Clinical Value of Cerebrospinal Fluid ctDNA in Patients
with Non-small Cell Lung Cancer Meningeal Metastasis.
10.3779/j.issn.1009-3419.2020.102.42
- Author:
Kunyu ZHANG
1
;
Zhaoxia DAI
1
;
Siya LIU
1
;
Dan LI
1
;
Dafu YANG
1
;
Saiqiong CUI
1
Author Information
1. The Second Affiliated Hospital of Dalian Medical University, Dalian 116021, China.
- Publication Type:Journal Article
- Keywords:
Circulating tumor DNA;
Lung neoplasms;
Meningeal metastasis;
Response evaluation
- From:
Chinese Journal of Lung Cancer
2020;23(12):1039-1048
- CountryChina
- Language:Chinese
-
Abstract:
BACKGROUND:The mortality rate of lung cancer meningeal metastasis is extremely high. Circulating tumor DNA (ctDNA) has been confirmed to be contain the genomic alterations present in tumors and has been used to monitor tumor progression and response to treatments. Due to the presence of blood-brain barrier and other factors, peripheral blood ctDNA cannot reflect the information of brain lesions for patients with meningeal metastases. However, cerebrospinal fluid ctDNA as a test sample can better reflect the genetic status of intracranial tumors and guide clinical targeted treatment of intracranial lesions. This study explored the feasibility of cerebrospinal fluid ctNDA for evaluating non-small cell lung cancer (NSCLC) meningeal metastasis and the potential clinical value of cerebrospinal fluid ctDNA detection in NSCLC meningeal metastasis.

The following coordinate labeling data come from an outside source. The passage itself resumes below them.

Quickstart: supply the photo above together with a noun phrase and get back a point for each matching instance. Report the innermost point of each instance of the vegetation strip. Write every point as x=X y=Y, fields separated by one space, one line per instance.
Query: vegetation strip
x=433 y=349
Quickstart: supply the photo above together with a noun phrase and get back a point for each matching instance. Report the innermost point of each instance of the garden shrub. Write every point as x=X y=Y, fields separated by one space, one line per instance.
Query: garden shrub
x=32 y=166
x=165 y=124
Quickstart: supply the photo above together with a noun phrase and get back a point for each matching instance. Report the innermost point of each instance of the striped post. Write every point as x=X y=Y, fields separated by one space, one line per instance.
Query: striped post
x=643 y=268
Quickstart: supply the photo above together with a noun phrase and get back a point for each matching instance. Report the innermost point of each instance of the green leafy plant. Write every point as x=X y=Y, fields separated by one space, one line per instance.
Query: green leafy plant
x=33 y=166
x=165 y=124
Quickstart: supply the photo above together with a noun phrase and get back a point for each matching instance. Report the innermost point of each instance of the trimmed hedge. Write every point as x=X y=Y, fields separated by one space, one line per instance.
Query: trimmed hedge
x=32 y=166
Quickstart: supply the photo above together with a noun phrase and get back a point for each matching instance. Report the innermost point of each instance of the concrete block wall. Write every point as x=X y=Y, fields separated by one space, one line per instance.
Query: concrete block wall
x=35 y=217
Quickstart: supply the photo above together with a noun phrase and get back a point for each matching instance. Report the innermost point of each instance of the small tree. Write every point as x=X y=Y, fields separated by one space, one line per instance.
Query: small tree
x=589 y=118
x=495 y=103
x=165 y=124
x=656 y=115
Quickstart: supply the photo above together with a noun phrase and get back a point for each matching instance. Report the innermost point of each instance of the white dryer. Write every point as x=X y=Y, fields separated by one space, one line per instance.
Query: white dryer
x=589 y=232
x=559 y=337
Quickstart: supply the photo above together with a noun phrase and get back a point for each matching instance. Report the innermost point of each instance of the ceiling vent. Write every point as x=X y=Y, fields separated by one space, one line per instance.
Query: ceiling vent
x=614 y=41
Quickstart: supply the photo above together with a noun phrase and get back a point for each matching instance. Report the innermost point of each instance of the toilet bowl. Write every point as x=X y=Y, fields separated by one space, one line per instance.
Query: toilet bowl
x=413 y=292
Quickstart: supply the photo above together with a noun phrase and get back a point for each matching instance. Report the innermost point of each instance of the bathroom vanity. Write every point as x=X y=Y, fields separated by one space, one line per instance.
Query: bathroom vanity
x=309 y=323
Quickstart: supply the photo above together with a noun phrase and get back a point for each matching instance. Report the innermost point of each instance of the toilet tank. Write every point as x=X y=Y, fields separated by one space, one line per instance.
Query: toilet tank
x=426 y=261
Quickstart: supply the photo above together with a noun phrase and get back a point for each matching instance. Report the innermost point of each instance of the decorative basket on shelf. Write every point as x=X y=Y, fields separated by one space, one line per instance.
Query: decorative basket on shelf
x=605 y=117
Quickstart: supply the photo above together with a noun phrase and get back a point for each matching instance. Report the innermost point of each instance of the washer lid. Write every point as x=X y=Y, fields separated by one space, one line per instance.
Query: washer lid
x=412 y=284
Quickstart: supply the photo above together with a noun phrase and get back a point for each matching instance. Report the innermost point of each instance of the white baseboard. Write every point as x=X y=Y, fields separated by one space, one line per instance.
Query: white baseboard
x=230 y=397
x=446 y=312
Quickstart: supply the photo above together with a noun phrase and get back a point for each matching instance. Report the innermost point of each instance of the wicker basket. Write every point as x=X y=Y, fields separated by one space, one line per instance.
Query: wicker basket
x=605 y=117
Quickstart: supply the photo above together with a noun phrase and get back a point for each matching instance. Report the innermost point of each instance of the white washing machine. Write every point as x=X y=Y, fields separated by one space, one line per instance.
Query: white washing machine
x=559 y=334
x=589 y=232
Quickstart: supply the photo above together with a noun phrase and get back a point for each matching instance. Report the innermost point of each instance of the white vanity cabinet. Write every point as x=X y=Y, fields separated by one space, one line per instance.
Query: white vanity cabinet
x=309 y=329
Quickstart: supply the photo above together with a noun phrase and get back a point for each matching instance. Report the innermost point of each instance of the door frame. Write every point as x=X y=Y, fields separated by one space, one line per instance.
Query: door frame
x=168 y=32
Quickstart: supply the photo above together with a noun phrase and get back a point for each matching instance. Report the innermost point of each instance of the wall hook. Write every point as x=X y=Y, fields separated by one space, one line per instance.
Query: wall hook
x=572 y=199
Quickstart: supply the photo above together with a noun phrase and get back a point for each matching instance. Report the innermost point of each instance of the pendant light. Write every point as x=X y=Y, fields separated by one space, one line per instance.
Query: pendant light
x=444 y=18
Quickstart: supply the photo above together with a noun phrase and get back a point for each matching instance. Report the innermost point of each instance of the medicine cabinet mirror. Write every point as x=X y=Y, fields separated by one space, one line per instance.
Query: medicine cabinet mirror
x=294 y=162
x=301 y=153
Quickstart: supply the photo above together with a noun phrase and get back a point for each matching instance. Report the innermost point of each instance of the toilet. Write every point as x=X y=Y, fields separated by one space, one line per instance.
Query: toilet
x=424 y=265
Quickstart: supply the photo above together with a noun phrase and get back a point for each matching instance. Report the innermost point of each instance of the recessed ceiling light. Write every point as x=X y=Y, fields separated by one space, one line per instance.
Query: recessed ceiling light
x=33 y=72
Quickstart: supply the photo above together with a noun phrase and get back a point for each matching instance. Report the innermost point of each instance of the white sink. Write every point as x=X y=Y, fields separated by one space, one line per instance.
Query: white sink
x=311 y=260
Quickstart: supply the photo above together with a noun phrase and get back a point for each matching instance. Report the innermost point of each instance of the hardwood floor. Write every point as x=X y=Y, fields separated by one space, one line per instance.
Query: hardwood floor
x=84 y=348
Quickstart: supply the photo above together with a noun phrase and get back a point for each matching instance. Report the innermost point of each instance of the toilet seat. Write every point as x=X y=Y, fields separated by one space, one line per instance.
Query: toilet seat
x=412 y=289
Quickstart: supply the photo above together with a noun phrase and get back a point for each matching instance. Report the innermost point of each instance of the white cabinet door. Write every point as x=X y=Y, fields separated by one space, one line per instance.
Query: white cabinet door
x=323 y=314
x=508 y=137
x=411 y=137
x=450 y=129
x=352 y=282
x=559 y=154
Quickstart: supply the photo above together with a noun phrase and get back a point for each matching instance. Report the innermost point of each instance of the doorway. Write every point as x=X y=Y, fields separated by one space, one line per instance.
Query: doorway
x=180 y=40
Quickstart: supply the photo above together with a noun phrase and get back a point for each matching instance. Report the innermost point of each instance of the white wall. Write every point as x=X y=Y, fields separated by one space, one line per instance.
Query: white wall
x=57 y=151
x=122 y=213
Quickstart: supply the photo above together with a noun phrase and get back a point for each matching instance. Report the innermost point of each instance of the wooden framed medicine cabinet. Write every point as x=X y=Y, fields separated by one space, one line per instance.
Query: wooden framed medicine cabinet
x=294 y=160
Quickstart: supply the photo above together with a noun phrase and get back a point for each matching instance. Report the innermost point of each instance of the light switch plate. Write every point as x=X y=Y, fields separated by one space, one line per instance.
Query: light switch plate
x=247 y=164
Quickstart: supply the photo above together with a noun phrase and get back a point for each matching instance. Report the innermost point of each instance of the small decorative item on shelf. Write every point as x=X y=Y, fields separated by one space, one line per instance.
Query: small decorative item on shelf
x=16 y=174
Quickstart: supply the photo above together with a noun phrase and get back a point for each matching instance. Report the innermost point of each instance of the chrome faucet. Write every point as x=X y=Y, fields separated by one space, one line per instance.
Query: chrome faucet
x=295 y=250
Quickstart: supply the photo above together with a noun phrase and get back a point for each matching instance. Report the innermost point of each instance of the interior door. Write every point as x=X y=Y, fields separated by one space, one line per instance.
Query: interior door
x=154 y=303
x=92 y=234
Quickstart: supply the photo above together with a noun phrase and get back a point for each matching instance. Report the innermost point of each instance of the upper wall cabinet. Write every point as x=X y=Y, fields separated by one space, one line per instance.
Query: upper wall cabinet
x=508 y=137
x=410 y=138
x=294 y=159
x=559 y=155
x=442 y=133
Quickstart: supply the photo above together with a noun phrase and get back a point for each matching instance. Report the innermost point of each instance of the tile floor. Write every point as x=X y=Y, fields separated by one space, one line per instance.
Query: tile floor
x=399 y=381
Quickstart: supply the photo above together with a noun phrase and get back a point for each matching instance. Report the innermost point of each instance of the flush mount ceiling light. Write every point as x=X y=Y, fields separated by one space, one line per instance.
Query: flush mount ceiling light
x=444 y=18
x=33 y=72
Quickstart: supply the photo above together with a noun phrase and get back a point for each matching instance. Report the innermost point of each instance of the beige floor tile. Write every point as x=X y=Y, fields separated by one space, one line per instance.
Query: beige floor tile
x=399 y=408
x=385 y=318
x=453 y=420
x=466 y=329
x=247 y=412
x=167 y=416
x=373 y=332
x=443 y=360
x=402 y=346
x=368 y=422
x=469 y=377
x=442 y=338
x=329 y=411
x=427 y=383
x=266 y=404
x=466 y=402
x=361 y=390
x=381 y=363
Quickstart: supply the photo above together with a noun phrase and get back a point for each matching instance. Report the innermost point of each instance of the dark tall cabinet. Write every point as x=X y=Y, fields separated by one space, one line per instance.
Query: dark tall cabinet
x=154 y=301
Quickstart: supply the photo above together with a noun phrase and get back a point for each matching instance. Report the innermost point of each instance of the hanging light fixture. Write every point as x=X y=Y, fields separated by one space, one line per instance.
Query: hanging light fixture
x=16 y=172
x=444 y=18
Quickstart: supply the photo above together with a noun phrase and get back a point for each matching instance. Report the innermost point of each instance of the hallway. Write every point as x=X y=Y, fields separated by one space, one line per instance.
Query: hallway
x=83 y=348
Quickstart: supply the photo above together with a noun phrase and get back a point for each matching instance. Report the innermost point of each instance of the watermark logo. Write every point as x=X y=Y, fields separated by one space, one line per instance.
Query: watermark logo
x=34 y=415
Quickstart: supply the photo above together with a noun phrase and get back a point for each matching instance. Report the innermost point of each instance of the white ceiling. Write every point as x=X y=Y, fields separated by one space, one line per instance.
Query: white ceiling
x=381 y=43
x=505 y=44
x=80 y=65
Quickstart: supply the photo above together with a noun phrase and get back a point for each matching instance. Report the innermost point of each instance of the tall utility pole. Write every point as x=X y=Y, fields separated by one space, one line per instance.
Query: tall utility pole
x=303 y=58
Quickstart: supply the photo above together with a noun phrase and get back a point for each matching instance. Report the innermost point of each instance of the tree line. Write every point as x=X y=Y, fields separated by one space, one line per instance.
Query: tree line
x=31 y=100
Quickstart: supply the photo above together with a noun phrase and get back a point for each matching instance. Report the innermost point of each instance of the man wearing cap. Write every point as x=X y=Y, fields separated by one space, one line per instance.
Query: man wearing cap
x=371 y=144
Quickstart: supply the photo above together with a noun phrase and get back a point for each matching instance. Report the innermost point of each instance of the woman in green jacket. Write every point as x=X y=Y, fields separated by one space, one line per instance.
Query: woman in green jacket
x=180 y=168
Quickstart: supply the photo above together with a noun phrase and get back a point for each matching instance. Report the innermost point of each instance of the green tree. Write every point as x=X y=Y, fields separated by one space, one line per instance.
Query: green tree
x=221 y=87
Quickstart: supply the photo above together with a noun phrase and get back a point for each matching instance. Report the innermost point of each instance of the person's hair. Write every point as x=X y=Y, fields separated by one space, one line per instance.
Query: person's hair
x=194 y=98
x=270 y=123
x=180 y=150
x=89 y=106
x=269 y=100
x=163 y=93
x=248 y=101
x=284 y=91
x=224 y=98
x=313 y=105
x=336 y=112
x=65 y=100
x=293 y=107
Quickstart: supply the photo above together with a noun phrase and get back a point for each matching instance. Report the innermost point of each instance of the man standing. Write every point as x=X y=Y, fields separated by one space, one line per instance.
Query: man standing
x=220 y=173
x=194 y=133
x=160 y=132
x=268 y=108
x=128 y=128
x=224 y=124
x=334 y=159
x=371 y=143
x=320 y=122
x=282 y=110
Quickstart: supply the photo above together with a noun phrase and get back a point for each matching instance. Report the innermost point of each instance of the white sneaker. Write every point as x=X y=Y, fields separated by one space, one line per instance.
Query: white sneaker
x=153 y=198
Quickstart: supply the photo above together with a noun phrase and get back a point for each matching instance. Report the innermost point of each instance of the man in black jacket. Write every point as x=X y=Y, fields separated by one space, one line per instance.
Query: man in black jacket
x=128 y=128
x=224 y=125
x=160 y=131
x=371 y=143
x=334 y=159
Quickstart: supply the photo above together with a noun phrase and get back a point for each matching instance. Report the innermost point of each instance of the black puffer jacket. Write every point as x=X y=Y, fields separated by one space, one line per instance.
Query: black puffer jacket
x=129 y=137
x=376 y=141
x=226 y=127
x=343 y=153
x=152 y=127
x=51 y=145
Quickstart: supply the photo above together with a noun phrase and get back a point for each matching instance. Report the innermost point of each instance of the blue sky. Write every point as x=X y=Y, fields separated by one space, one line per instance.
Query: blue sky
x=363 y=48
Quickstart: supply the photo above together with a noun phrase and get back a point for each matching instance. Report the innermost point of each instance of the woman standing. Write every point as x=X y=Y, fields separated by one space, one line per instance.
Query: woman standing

METHODS:A total of 21 patients with NSCLC meningeal metastasis were included. Tumor genomic variation was performed on the cerebrospinal fluid and peripheral blood samples of patients by second-generation gene sequencing technology. The situation was examined, and pathological evaluation of cerebrospinal fluid cytology and head magnetic resonance imaging (MRI) enhanced examination were performed.
RESULTS:ctDNA was detected in the cerebrospinal fluid of 21 patients. The sensitivity of cerebrospinal fluid ctDNA detection was superior to cytology in the diagnosis of meningeal metastasis (P<0.001). The detection rate and gene mutation abundance of cerebrospinal fluid were higher than plasma (P<0.001). Cerebro-spinal fluid had a unique genetic profile. In 6 patients with dynamic detection, changes of ctDNA allele fraction occurred at the same time or earlier than clinical disease changes, which could timely monitor drug resistance mechanism and relapse trend.
CONCLUSIONS:The detection rate of ctDNA in cerebrospinal fluid is higher than that in cytology and imaging. The detection of ctDNA in cerebrospinal fluid can reveal the specific mutation map of meningeal metastasis lesions. The dynamic monitoring of ctDNA in cerebrospinal fluid has hint significance for clinical response of lung cancer patients.